2 data-parallel models

Hi,

From what I understood openCL offers 2 styles to express data-parallelism :
[ul]
[li]The first one is implicit, we write a kernel as if it were scalar but many work-items actually executes it across the index space. [/:m:29bg0qqw][/li][li]The second one is explicit, we use vector data types in the kernel.[/:m:29bg0qqw][/ul][/li]
My question is how de we know which style best fits a given hardware?
I suppose the traditional answer is the first style is for GPU (as in C for CUDA), and the second one for SSE, right?

But why couldnt a compiler be able to optimize for SSE with the first style ? If this is already the case, why does the second style exist at all?

I suppose the traditional answer is the first style is for GPU (as in C for CUDA), and the second one for SSE, right?

GPU’s might very well be vector based as well given that they often deal with colours and vertices that have multiple components (RGBA / XYZW). I believe IBM Cell processors have multiple vector based cores, and I know of other GPUs/processors which are as well, although not the recent NVIDIA ones from what I gather. I’ve even seen designs that have multiple clusters of multiple vector cores on a single chip.

My question is how de we know which style best fits a given hardware?

Difficult, because every architecture is different (as above), so the balance of cores vs vector width can be tricky to judge.

I tend to split things depending on the type of problem. For example, I’m working on some particle system code. Each work item is a single particle, but the particles position, velocity, colour are all vector types within the code. That makes a lot of the code vector, but it’s a natural fit for the problem, and actually makes the code easier to understand.

Granted, you can write code that processes multiple scalar values using vectors, but I’d only do that if I was sure I had enough work to keep a good number of work-items. I also wouldn’t go above 128-bit vectors (e.g. float4), as I don’t know of any architecture that has words any bigger.

But why couldnt a compiler be able to optimize for SSE with the first style ? If this is already the case, why does the second style exist at all?

From what I’ve seen, 1 instance of a kernel = 1 thread / work-item, so a vector kernel wouldn’t get run across multiple scalars cores. Nor would a scalar kernel be run in parallel within a vector core. That’s not to say people couldn’t do this, just that they don’t seem to at the moment.

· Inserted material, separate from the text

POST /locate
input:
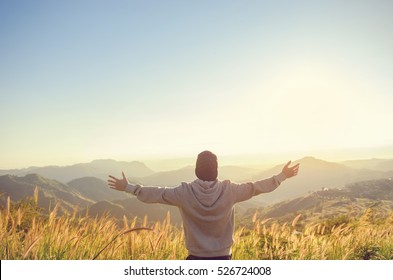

Compiling vector code to a scalar processor is much easier than compiling scalar code to a vector processor and getting full parallelism out of it. After all, we’ve had SSE and friends for a long time, but not much success with exploiting it unless you hand code routines. Writing the code in vector form, if the problem is suitable for it, makes the compilers job easier when targeting a vector processor and won’t really harm a scalar processor. All a scalar compiler will do is repeat code / loop n-times more.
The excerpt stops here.